A key process in organ homeostasis is the mobilization of stem cells out of their niches. We show through analysis of mouse models that telomere length, as well as the catalytic component of telomerase, Tert, are critical determinants in the mobilization of epidermal stem cells. Telomere shortening inhibited mobilization of stem cells out of their niche, impaired hair growth, and resulted in suppression of stem cell proliferative capacity in vitro. In contrast, Tert overexpression in the absence of changes in telomere length promoted stem cell mobilization, hair growth, and stem cell proliferation in vitro. The effects of telomeres and telomerase on stem cell biology anticipate their role in cancer and aging.

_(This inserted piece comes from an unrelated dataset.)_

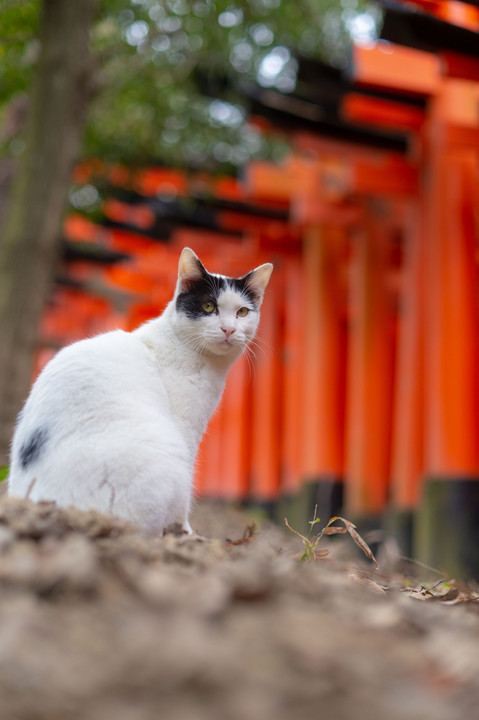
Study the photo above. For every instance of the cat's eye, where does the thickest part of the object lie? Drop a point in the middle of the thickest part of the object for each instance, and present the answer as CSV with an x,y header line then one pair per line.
x,y
209,306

Tumor formation and aging are associated with alterations in the number or functional competence of tissue stem cells (13). Both processes have also been linked to alterations at the telomere (47), the nucleoprotein structure that caps chromosome ends (8, 9), and to changes in the activity of telomerase, the reverse transcriptase that elongates telomeres (10, 11). The catalytic subunit of telomerase (Tert) is expressed in the stem cell compartment of several adult tissues (12), although telomerase levels in these tissues are not sufficient to prevent progressive telomere shortening with age (10). Reduced telomerase activity due to mutations in telomerase components in the human diseases dyskeratosis congenita and aplastic anemia (10) leads to accelerated telomere shortening and premature loss of tissue regeneration, which suggests that telomerase levels in the adult organism are rate limiting and influence organ homeostasis. Further evidence for a role of telomerase and telomere length in organ homeostasis comes from the study of telomerase-deficient mice (Terc–/– mice), which show premature aging and a decreased proliferative potential of adult stem cell populations (1315).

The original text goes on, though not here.